United Nations, June 6 (IANS) Ecuador’s Foreign Minister Maria Fernanda Espinosa Garces has been elected president of the UN General Assembly. She is only the fourth woman to achieve the position in its 73-year history.
With her election on Tuesday, she follows in the pioneering footsteps of India’s Vijayalakshmi Pandit, the first woman to hold the position in 1953, in an organisation struggling to achieve gender parity.
In keeping with its symbolism, Espinosa declared that she dedicates her election to all the women in the world.
Espinosa received 128 votes to defeat another woman, Honduras Permanent Representative Mary Elizabeth Flores Flake, who got 62 votes.
The Assembly presidency rotates among various groups at the UN and this year it was the turn of the Latin American and Caribbean bloc.
In a rare departure from tradition of unanimity, two candidates from the region contested the election.
Speaking to reporters after her election, Espinosa said that she will assess the work done for the Security Council reform process and the situation it is in.

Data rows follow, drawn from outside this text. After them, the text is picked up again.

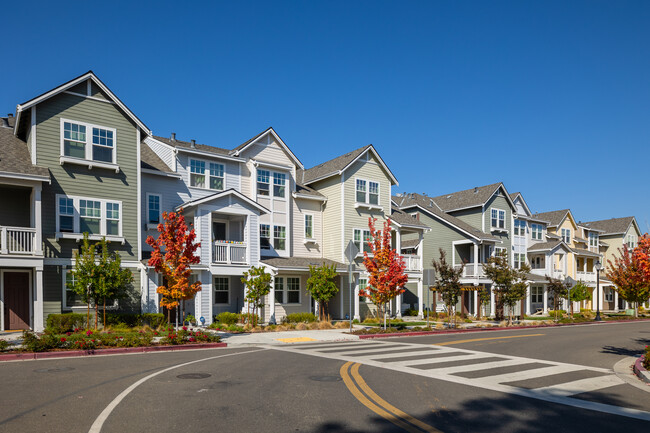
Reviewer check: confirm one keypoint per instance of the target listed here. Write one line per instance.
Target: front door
(16, 294)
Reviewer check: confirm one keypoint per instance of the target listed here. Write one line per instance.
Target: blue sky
(552, 98)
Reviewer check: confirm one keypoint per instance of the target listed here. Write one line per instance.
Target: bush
(62, 323)
(300, 318)
(227, 318)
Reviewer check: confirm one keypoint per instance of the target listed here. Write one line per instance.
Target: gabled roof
(437, 214)
(15, 160)
(221, 194)
(90, 75)
(470, 198)
(239, 149)
(339, 164)
(613, 226)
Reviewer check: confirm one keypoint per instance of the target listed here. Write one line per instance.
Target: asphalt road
(332, 387)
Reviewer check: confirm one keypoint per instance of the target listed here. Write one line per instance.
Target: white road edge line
(99, 422)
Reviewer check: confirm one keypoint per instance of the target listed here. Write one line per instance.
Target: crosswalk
(540, 379)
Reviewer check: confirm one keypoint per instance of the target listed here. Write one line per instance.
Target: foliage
(227, 318)
(300, 318)
(321, 286)
(173, 252)
(60, 323)
(629, 273)
(258, 285)
(385, 267)
(447, 281)
(509, 283)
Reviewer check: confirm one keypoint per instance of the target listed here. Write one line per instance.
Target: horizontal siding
(75, 180)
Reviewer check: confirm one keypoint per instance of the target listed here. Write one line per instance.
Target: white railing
(17, 240)
(230, 253)
(412, 263)
(471, 272)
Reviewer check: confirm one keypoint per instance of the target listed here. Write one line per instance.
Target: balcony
(17, 240)
(412, 262)
(230, 253)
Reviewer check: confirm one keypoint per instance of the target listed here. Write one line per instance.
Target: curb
(99, 352)
(493, 328)
(640, 371)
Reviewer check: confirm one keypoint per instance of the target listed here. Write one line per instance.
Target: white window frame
(498, 218)
(207, 174)
(150, 225)
(88, 146)
(214, 288)
(76, 233)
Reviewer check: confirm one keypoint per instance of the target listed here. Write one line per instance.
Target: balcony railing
(471, 272)
(412, 263)
(230, 253)
(17, 240)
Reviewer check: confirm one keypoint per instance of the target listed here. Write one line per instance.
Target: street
(531, 380)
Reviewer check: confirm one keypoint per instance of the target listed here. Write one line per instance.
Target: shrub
(227, 318)
(61, 323)
(300, 318)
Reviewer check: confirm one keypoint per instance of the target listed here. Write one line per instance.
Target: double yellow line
(362, 392)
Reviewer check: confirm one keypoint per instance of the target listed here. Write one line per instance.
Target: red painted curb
(493, 328)
(111, 351)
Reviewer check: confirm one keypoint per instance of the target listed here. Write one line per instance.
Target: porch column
(420, 298)
(357, 316)
(38, 300)
(272, 301)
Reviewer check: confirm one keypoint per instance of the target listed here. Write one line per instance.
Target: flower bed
(88, 340)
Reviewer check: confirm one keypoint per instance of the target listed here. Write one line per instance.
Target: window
(373, 192)
(265, 236)
(112, 219)
(66, 214)
(279, 182)
(85, 215)
(520, 259)
(279, 237)
(153, 209)
(85, 141)
(90, 216)
(309, 226)
(221, 292)
(520, 228)
(216, 176)
(361, 190)
(71, 298)
(498, 219)
(197, 173)
(102, 145)
(287, 290)
(361, 240)
(74, 140)
(537, 294)
(263, 182)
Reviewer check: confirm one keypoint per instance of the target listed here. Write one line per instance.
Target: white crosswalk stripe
(432, 361)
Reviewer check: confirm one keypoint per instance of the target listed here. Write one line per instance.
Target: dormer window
(84, 141)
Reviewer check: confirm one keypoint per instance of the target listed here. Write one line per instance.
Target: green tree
(447, 283)
(258, 285)
(113, 280)
(321, 286)
(509, 283)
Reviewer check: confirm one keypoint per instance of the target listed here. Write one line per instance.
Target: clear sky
(552, 98)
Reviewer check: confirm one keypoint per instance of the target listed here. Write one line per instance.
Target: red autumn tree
(173, 253)
(628, 274)
(385, 266)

The reform process has been going for about 25 years and “this is very much a pending issue of the organisation,” she said.
“Of course, the depth and the pace of the reform process is going to depend entirely on the political will of the member states,” she added.

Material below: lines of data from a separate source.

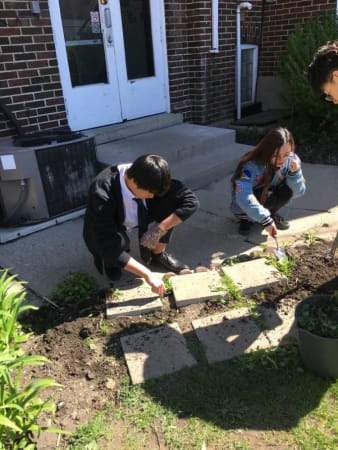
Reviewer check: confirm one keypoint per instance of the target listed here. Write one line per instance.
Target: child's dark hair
(263, 153)
(151, 173)
(324, 62)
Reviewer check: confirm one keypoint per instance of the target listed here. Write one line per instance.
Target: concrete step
(197, 154)
(124, 130)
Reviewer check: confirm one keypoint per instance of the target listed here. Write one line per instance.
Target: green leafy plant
(312, 119)
(168, 285)
(234, 292)
(320, 316)
(76, 286)
(309, 238)
(284, 266)
(20, 405)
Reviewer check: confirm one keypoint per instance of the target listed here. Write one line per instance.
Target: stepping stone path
(163, 350)
(132, 299)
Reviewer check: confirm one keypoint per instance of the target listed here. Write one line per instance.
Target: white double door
(112, 59)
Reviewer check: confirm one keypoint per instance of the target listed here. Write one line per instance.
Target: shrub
(313, 118)
(20, 406)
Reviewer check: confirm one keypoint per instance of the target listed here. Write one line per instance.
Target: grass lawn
(258, 401)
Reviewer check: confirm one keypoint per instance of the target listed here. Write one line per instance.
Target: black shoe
(244, 227)
(280, 222)
(168, 261)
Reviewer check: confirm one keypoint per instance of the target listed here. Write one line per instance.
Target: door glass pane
(137, 37)
(84, 44)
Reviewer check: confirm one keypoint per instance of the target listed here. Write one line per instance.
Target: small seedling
(76, 287)
(284, 266)
(90, 344)
(168, 285)
(104, 328)
(309, 238)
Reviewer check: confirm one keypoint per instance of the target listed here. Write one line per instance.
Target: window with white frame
(249, 58)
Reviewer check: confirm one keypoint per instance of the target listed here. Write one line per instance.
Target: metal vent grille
(66, 173)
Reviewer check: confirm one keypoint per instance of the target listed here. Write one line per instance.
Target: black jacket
(105, 215)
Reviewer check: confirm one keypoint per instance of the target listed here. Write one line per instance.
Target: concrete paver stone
(132, 299)
(229, 334)
(196, 287)
(153, 353)
(279, 323)
(253, 276)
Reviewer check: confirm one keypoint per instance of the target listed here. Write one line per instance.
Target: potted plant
(317, 324)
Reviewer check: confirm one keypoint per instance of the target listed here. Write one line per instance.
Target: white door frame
(95, 105)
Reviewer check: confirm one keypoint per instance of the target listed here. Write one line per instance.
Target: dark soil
(88, 361)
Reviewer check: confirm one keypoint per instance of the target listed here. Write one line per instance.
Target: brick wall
(29, 77)
(201, 83)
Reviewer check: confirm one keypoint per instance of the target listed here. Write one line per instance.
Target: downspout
(247, 5)
(214, 27)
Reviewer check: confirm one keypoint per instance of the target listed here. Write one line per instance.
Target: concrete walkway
(45, 257)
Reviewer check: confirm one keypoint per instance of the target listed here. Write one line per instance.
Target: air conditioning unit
(41, 182)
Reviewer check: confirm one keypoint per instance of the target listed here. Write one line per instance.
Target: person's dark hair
(324, 62)
(263, 153)
(151, 173)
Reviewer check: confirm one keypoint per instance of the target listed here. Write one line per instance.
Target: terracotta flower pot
(319, 354)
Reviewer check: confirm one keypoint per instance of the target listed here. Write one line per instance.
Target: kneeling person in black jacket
(140, 194)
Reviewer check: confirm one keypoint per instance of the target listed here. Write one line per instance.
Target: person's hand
(294, 164)
(151, 237)
(271, 229)
(156, 284)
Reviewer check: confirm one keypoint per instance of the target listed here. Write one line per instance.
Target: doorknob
(107, 18)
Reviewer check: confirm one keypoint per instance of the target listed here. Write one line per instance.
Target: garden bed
(85, 351)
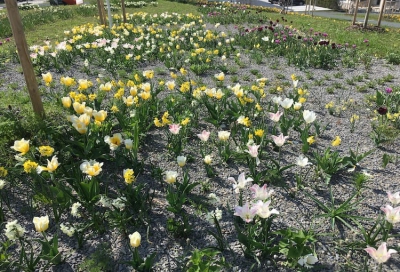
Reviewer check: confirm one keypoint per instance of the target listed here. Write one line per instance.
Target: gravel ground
(296, 209)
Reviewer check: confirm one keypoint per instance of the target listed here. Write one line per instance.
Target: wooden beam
(367, 14)
(123, 10)
(355, 12)
(382, 10)
(24, 57)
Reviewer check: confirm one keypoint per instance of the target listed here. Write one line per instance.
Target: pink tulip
(279, 140)
(275, 116)
(174, 128)
(204, 135)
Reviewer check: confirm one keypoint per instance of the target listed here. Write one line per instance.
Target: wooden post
(109, 14)
(102, 15)
(367, 14)
(123, 10)
(355, 12)
(23, 54)
(100, 12)
(381, 12)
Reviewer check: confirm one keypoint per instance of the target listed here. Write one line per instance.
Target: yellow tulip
(78, 107)
(66, 101)
(48, 78)
(99, 116)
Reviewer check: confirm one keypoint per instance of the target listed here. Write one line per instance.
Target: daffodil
(41, 223)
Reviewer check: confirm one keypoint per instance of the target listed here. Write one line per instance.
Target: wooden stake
(355, 12)
(367, 14)
(23, 54)
(381, 12)
(123, 10)
(99, 6)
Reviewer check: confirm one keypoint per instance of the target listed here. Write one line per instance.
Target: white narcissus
(241, 182)
(263, 210)
(246, 212)
(21, 146)
(261, 193)
(286, 103)
(223, 135)
(41, 223)
(302, 161)
(135, 239)
(309, 116)
(380, 255)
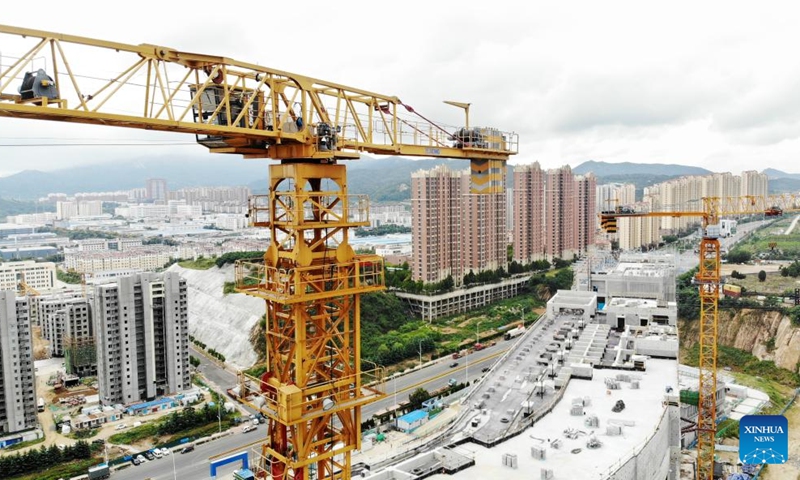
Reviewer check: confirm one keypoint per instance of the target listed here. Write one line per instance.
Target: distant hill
(605, 169)
(774, 174)
(385, 179)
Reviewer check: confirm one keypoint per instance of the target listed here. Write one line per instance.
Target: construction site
(593, 389)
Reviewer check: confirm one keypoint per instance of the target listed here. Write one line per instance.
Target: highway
(195, 465)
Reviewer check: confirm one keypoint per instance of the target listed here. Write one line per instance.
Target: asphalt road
(195, 465)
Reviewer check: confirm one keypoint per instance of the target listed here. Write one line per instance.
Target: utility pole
(219, 413)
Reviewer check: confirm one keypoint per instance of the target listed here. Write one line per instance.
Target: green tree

Speaking at the Assembly after her election, Secretary-General Antonio Guterres drew attention to the poor record of the Assembly in electing women as president with only four in its 73-year history.
After Pandit, it took 16 year before another woman, Angie Brooks of Liberia was elected in 1969 and another 37 years for Haya Rashed Al-Khalifa of Bahrain to be be elected in 2006.
“No woman from my continent, east or west, has ever held the post,” Guterres said.
All four women presidents are from developing countries.
In 2016, it was widely expected that a woman would be elected secretary-general with several strong women candidates in the field, but it went to a man for the ninth time.
Espinosa said that with her election she hoped the UN will make progress and men and women will have the same opportunities.
Dedicating her election, she said it was for “all the women in the world who participate in politics today and who face media and political attacks marked by machismo and discrimination” and for “women who struggle everyday to access jobs on equal terms.”
There was a political undercurrent in the election with Espinosa receiving greater support from developing countries.
Left-leaning Ecuador has had a tumultuous relationship with the US, while Honduras is close to Washington.
Honduras was one of only nine countries to vote with it in the Assembly in 2017 against a resolution opposing the US decision to move its embassy in Israel to Jerusalem and this cost it a lot of the votes of developing countries.
Although its relations with the US have been improving since President Lenin Moreno’s election in 2017, Ecuador continues to give refuge in its London embassy to Wikileaks founder Julian Assange, whom Washington wants extradited.